Existen diferentes avenidas que el nuevo gobierno puede utilizar para reducir el déficit fiscal. Un punto de partida obvio es enfocarse en la eficiencia operativa y una de las áreas con menor costo político, podrían ser las administrativas, reduciendo duplicidades mediante el establecimiento de centros de servicios compartidos para instituciones con un fin común.
No obstante, aunque la mejora de eficiencias genera ahorros y mejora servicios, la historia nos ha enseñado que no es suficiente para reducir significativamente el déficit. Los gobiernos tienen que transformar radicalmente la gestión pública para lograrlo.

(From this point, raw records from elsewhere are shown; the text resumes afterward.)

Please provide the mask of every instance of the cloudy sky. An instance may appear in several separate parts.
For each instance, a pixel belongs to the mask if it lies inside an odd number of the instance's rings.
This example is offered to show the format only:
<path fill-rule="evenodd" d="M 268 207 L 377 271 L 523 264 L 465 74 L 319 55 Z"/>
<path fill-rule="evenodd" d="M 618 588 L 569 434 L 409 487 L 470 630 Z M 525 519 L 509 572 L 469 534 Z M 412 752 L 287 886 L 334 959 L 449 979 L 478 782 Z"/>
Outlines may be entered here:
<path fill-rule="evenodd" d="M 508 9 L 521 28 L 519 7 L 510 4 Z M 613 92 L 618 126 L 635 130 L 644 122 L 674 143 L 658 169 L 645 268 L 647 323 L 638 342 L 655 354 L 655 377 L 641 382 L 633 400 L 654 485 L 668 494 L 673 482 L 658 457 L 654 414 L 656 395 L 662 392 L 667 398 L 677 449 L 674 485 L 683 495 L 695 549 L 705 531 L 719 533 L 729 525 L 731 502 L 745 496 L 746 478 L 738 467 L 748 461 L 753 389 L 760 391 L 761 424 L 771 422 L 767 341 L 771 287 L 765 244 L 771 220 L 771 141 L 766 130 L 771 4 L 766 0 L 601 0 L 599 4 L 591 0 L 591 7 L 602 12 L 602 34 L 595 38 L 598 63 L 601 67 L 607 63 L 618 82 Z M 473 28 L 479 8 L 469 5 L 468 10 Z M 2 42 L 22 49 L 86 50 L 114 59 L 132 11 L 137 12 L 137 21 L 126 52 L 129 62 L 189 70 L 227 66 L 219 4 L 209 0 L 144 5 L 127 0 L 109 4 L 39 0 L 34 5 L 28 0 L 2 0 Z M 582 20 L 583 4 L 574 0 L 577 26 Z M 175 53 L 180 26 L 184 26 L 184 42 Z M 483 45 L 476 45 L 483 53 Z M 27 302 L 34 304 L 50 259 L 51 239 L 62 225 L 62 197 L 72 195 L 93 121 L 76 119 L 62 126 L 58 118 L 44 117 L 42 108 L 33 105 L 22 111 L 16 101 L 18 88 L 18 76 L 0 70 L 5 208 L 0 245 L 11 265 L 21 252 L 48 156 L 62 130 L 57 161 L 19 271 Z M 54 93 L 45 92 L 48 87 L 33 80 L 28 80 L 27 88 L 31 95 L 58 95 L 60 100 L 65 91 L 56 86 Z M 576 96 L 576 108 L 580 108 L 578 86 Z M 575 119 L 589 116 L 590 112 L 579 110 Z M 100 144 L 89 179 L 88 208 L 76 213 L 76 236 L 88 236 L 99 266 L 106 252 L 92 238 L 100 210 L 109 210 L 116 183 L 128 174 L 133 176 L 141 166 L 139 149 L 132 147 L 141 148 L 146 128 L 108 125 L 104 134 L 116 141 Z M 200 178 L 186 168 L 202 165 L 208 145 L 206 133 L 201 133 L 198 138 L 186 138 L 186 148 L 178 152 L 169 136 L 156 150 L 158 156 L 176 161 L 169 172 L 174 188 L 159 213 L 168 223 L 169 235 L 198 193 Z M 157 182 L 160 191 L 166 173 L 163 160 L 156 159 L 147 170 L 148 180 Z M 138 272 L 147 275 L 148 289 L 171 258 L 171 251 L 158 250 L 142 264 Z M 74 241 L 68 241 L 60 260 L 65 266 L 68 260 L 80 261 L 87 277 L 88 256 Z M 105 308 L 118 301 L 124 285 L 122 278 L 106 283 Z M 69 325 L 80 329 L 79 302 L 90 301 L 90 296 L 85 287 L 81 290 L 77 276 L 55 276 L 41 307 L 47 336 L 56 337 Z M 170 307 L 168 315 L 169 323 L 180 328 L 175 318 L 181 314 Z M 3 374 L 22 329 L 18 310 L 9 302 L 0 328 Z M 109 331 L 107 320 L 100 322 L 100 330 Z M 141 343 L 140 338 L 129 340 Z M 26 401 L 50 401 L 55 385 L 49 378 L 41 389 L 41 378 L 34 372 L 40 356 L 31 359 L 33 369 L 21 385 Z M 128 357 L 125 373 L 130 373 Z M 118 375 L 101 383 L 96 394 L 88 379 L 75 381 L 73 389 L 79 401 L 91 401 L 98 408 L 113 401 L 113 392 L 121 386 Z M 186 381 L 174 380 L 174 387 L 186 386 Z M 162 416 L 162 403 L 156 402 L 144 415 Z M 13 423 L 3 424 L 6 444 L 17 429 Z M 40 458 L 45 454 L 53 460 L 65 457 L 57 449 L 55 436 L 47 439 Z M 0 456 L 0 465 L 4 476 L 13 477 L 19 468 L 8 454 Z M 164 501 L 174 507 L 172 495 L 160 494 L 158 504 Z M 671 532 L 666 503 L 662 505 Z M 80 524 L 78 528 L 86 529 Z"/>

Tenemos experiencias internacionales como la de Canadá, que en los 90, tenía una deuda aproximada del 70% del PIB y un déficit del 9,2%. Ejecutó una rigurosa evaluación de programas, respondiendo a “¿cuál es el rol gubernamental?” en lugar de “¿qué debemos recortar?”. Se obtuvo el consenso para eliminar la deuda y se logró que aquellos programas que no pasaron la prueba fueran abandonados o transferidos. Los mayores ahorros se generaron por “dejar de hacer cosas” pues el esfuerzo por mejorar eficiencia no resultó significativo. El presupuesto volvió a ser superavitario en una década.

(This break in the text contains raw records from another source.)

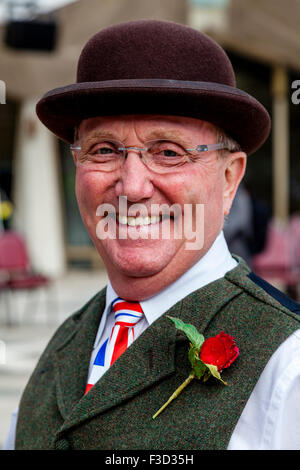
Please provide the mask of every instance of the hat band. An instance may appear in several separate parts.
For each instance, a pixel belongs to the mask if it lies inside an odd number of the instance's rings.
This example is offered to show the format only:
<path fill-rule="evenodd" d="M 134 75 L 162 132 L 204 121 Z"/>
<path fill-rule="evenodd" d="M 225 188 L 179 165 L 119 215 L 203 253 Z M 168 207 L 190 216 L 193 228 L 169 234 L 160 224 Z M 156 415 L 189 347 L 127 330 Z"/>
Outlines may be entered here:
<path fill-rule="evenodd" d="M 43 98 L 50 96 L 57 96 L 61 93 L 65 94 L 68 91 L 74 92 L 74 90 L 88 90 L 88 89 L 146 89 L 146 88 L 164 88 L 164 89 L 181 89 L 181 90 L 198 90 L 206 92 L 219 92 L 222 94 L 230 94 L 234 96 L 244 96 L 245 98 L 251 98 L 250 95 L 243 90 L 238 88 L 223 85 L 215 82 L 194 82 L 186 80 L 172 80 L 172 79 L 161 79 L 161 78 L 144 78 L 144 79 L 124 79 L 124 80 L 105 80 L 95 82 L 77 82 L 72 85 L 66 85 L 64 87 L 55 88 L 54 90 L 48 91 Z"/>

En Suecia, entre 1995 y 1998, con deuda pública de 84% del PIB, aplicó un programa de tres años que impuso techos en gasto de ministerios, logró reducir el presupuesto en un 11%. Después del 98, se le exigió a los entes públicos niveles de productividad similares a los del sector privado y en el 2006 la deuda disminuyó a 40% del PIB.
Y está Irlanda, del 2008-09, que estableció un grupo especial para evaluar los gastos de cada entidad y los temas transversales, cuestionando si los servicios eran necesarios y, si lo eran, si el sector público o privado los debería proveer. En el 2010 hubo un 9,3% de ahorros en los gastos públicos.